General reports progress against roadside bombs in Afghanistan

Senior commander says military has achieved "real disruption of the lethal insurgent networks" throughout Kandahar.

Army Maj. Gen. James Terry, the senior commander in southern Afghanistan, told National Journal that U.S. troops in southern Afghanistan are finding and safely clearing 80 percent of the roadside bombs being set by militants there, cutting down on American casualties in one of the country's most violent regions and offering a potential bit of good news as the Obama administration prepares to start bringing home some troops later this year.

Terry said that U.S.-led forces had achieved a "real disruption of the lethal insurgent networks" responsible for thousands of American, coalition, and Afghan deaths throughout Kandahar in recent years. He said that coalition conventional and Special Operations forces had killed or captured significant leaders of insurgent groups, pushed into former insurgent strongholds near Kandahar City, and found increasing numbers of militant weapons caches. Since November, when Terry took command of Regional Command-South, coalition forces have found 60,000 pounds of homemade explosives, the core ingredient in roadside bombs.

"Progress has been made," Terry said in an interview. "It is fragile and it is not to the point that it cannot be reversed. But it's real."

A senior military official in Terry's command said in an interview that for the first time since at least 2007, the amount of what the military considers "positive" incidents (like when roadside bombs are cleared before they can cause casualties) outnumbered the amount of "negative" ones (like successful militant attacks on American or coalition forces). The number of positive incidents was three times higher than it was a year earlier, the official said.
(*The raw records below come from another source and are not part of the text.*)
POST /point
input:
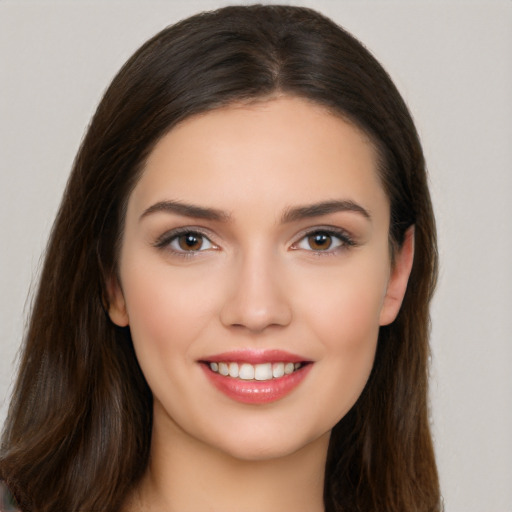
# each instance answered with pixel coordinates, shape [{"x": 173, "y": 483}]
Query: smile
[
  {"x": 256, "y": 376},
  {"x": 260, "y": 372}
]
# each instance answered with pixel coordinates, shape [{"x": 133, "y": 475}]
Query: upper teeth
[{"x": 246, "y": 371}]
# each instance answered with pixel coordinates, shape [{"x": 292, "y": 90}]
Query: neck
[{"x": 186, "y": 475}]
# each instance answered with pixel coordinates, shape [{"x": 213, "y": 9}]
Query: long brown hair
[{"x": 77, "y": 436}]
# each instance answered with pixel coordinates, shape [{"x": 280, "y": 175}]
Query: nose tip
[{"x": 256, "y": 302}]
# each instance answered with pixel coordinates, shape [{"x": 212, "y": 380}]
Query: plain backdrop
[{"x": 452, "y": 61}]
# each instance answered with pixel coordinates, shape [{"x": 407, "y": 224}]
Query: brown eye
[
  {"x": 323, "y": 241},
  {"x": 187, "y": 242}
]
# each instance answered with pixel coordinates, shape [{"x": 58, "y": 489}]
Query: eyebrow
[
  {"x": 186, "y": 210},
  {"x": 323, "y": 208},
  {"x": 290, "y": 215}
]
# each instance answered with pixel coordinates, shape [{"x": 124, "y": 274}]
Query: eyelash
[
  {"x": 344, "y": 239},
  {"x": 165, "y": 241}
]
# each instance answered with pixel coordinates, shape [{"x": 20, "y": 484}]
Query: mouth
[
  {"x": 260, "y": 372},
  {"x": 256, "y": 377}
]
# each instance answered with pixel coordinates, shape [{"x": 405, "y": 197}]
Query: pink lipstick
[{"x": 256, "y": 377}]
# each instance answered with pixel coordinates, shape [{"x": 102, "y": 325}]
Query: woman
[{"x": 233, "y": 312}]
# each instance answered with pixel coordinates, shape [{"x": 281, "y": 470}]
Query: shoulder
[{"x": 7, "y": 501}]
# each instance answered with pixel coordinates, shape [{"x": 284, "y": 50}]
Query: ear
[
  {"x": 398, "y": 279},
  {"x": 116, "y": 303}
]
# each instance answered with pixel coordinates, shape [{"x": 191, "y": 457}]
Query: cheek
[{"x": 166, "y": 314}]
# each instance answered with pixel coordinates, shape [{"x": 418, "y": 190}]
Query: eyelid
[
  {"x": 341, "y": 234},
  {"x": 164, "y": 241}
]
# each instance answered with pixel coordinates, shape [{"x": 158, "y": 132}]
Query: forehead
[{"x": 264, "y": 154}]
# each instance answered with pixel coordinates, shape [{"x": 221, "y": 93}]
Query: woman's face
[{"x": 256, "y": 244}]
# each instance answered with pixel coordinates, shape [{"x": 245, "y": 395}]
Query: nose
[{"x": 257, "y": 297}]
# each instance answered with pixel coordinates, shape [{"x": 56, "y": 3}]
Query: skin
[{"x": 256, "y": 283}]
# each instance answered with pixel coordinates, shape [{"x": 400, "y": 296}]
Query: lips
[{"x": 256, "y": 377}]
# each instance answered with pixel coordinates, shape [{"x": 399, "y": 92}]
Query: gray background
[{"x": 453, "y": 63}]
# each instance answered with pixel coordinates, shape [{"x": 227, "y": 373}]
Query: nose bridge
[{"x": 258, "y": 298}]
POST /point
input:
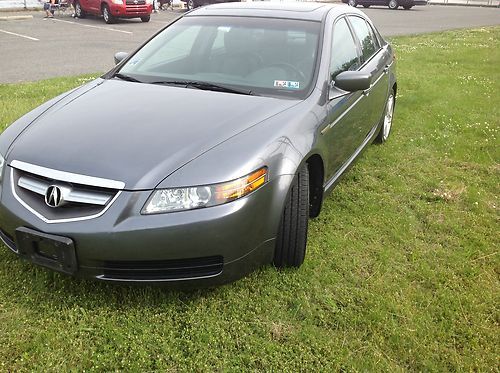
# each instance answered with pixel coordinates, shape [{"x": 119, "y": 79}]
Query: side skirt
[{"x": 335, "y": 178}]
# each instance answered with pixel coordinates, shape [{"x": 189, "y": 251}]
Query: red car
[{"x": 113, "y": 9}]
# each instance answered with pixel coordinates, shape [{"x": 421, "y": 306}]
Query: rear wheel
[
  {"x": 106, "y": 14},
  {"x": 78, "y": 10},
  {"x": 386, "y": 126},
  {"x": 292, "y": 235},
  {"x": 393, "y": 4}
]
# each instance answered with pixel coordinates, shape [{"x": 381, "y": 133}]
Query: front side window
[
  {"x": 365, "y": 35},
  {"x": 344, "y": 55},
  {"x": 261, "y": 55}
]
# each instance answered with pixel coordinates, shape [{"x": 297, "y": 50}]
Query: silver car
[{"x": 203, "y": 154}]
The overall level of violence in the south was roughly consistent with prior years, the official added, when there were far fewer coalition troops in southern Afghanistan. But when it comes to the relative level of violence, the official said, "the numbers are clearly down."

Roadside bombs -- "improvised explosive devices," or IEDs, in military parlance -- are the top killer of coalition forces in southern Afghanistan, as they are elsewhere in the country. The official said that between October and December, 70 percent of the IEDs in the south were found and cleared; over the last month, the rate has increased to 80 percent. U.S. officials attribute the shift to a greater Afghan willingness to cooperate with the United States and take a risk by siding against the insurgency because there are substantially more coalition and Afghan troops in the area than a year ago, before the Obama administration began surging 30,000 American reinforcements into the country.

Still, Terry cautioned that the fighting in the south was very far from over ahead of the U.S. administration's self-imposed deadline to begin withdrawing American troops from Afghanistan this summer. He said the Taliban and other militants were setting ever more complex combinations of improvised bombs, including hiding explosives in the doorways and walls of individual houses, as well as inside the walls ringing them. Terry said his forces have found single structures with 11 bombs hidden throughout the building, often to protect large stores of homemade explosives elsewhere in the structure.

"It doesn't start at the door," Terry said. "It starts at the approaches to the structure."

So the United States has been expanding its use of a controversial tactic of using military aircraft to destroy scores of structures from the air. In a particularly striking example of that effort, an American-led unit used A-10 and B-1 aircraft to drop nearly 25 tons onto the deserted southern Afghan village of Tarok Kolache in October, effectively wiping the Taliban stronghold off the map.

The destruction of the village has sparked a heated debate within military circles, with some current and retired officers arguing it was at odds with the U.S. counterinsurgency strategy, which calls for winning the hearts and minds of local villagers. Other officers -- including those who had been in command of the unit at the time of the strikes -- said U.S. forces had taken careful steps to ensure there were no Afghan civilians in the village and coordinated the strikes with local elders. The United States has begun rebuilding the town.

Terry wasn't in command at the time of the destruction of Tarok Kolache but said it was an appropriate use of American air power. He also said it was a tactic the U.S.-led coalition would continue to use in cases where structures had been verified as being free of Afghan civilians and were so extensively booby-trapped that the buildings couldn't be safely cleared by American or Afghan troops.

"The reality is that these structures are not inhabitable," Terry said. "And the reality is that you will get a lot of [Afghan National Security Forces] and coalition personnel severely injured trying to clear them."